Code Change Request

# 27334

Back to Code Changes

Christopher
Technical Support
StableBit CloudDrive
1.0.0.802
Windows 10 (64 bit)
Public
Alex

* [Issue #27334] For Google Drive and Box, an authoritative local storage engine is required for chunk IDs.
    - Drives utilizing the legacy RAM-based storage engine will refuse to mount (ChunkId_Persistent = false).
    - All existing non-authoritative databases will be converted to authoritative databases by indexing all of the chunks 
      stored at the provider. This is a one time process and may take a few minutes, depending on the size of the drive.
    - For Google Drive, we cannot rely on Google's ability to search for a file because that has been proven to be incorrect 
      at times.
Public
Alex

Ok, this makes perfect sense. I think we can finally fix this once and for all.
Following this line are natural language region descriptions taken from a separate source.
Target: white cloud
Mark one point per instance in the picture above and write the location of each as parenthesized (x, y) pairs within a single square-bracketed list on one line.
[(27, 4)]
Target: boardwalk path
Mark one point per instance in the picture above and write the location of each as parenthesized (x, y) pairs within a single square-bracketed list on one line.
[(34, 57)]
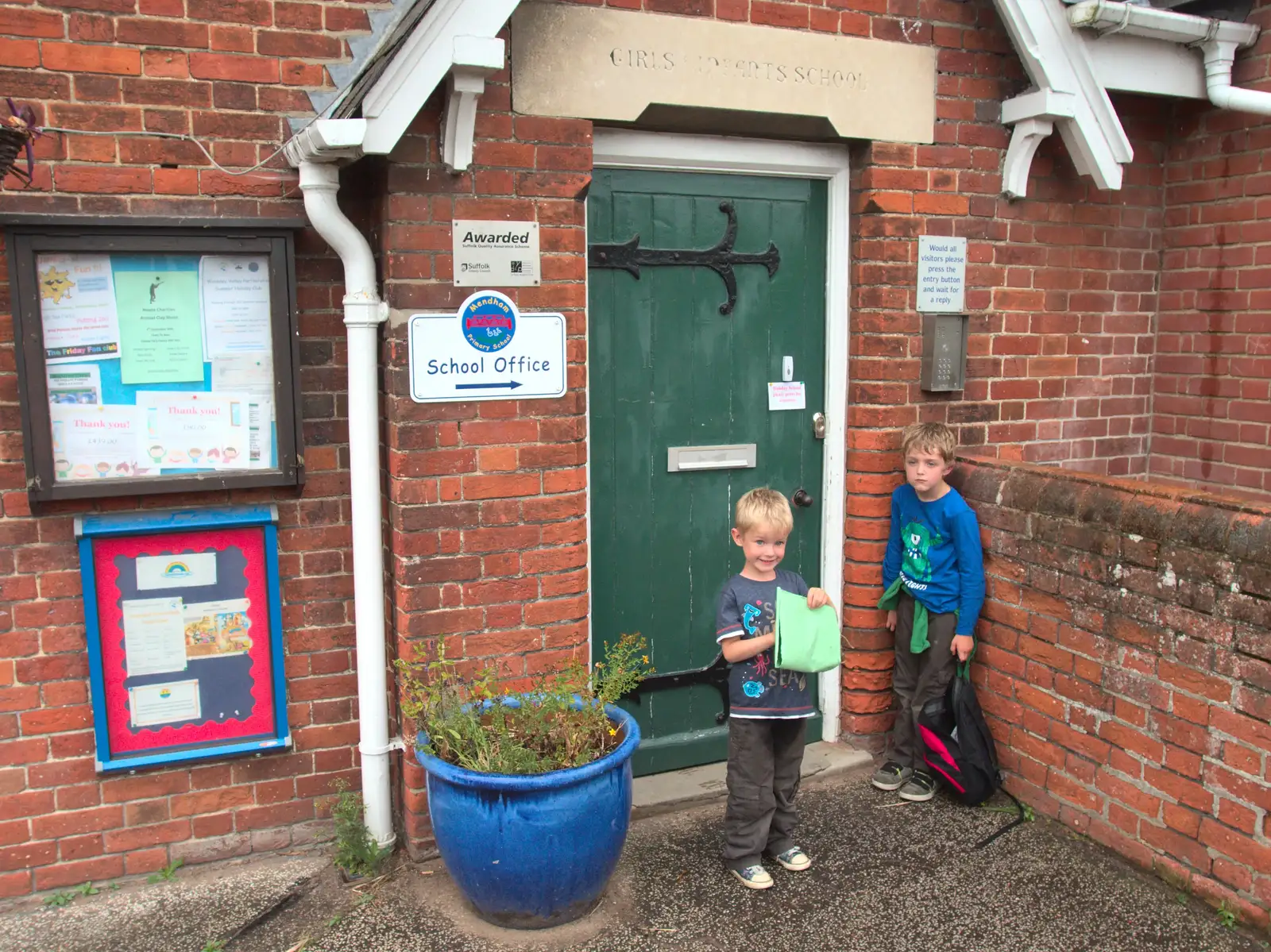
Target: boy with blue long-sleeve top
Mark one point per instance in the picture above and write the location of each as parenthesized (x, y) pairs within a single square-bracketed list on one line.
[(933, 575)]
Google's directory listing is simply sometimes excluding files / folders from the list, when querying by name (kind of ironic because Google is a search engine company).

This explains both issues:
  • When downloading a chunk, if we don't know whether a file ID exists for that chunk, we will query for it using Google's directory listing API (with a filter on the filename). If this query doesn't find anything, we continue as if the chunk doesn't exist and satisfy the read request with nulls.
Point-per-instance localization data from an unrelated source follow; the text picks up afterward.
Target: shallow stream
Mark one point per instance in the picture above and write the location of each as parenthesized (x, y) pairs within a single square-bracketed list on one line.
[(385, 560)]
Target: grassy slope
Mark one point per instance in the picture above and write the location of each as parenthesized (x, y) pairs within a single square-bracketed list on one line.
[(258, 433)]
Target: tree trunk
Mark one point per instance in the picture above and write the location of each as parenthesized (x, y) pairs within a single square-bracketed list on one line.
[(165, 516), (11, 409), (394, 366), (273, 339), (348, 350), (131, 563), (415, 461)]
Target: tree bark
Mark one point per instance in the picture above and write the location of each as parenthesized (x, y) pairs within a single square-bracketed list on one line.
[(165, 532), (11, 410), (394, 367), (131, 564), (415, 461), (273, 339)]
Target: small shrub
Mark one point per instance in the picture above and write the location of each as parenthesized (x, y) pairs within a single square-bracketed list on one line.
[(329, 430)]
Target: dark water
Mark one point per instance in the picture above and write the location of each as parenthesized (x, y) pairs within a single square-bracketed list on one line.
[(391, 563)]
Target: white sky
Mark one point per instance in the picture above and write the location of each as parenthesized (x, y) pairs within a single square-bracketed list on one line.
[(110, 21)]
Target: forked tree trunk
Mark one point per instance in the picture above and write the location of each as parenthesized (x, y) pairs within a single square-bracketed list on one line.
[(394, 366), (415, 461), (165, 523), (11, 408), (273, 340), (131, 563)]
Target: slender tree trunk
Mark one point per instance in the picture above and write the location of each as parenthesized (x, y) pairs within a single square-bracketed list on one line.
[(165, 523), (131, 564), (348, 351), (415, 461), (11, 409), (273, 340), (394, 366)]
    So I think the solution that we need in order to fix this is to not rely on Google's file name based querying for locating chunks. Right now, if you create a new Google Drive cloud drive, you will be using an authoritative local database for Chunk ID queries, so those drives should not be susceptible to this issue. Only legacy drives or drives that have opted to use the RAM chunk ID helper, through modifying advanced settings, are susceptible to this issue.
  • For the double CloudPart issue, that's caused by the same thing. When a cloud drive mounts, it attempts to look up the file ID of the CloudPart folder that corresponds to the UID of the drive. It does this, once again, using the Google directory listing API. If what we're seeing here is right, then that query sometimes doesn't work and we end up not finding the cloud part folder. In builds prior to .786 we would actually recreate the CloudPart folder, which would cause two identical CloudPart folders to exist on the provider, and thus effectively splitting the cloud drive's data. The fix in .786 should effectively prevent that from happening and what the user will get is a cloud drive mount error (which they are able to retry).
As far as fixing this:

For #1, I will write code to migrate everyone to a authoritative chunk ID database on the first drive mount. This process might take some minutes, but it's a one time process and it should fix this once and for all.

And #2 should already be fixed as of .786.

"If this is related to the Chunk ID system, wouldn't deleting the database "fix" the issue? "

No, that will in fact cause the issue. By deleting the database you are forcing the chunk ID helper to rebuild it. This forces it to query Google for each chunk ID as needed, and as these queries are sometimes unreliable, you're effectively building an incorrect database.

The way to prevent this issue right now is to never delete the database after creating a new drive, because it contains the only valid record of all the chunk IDs.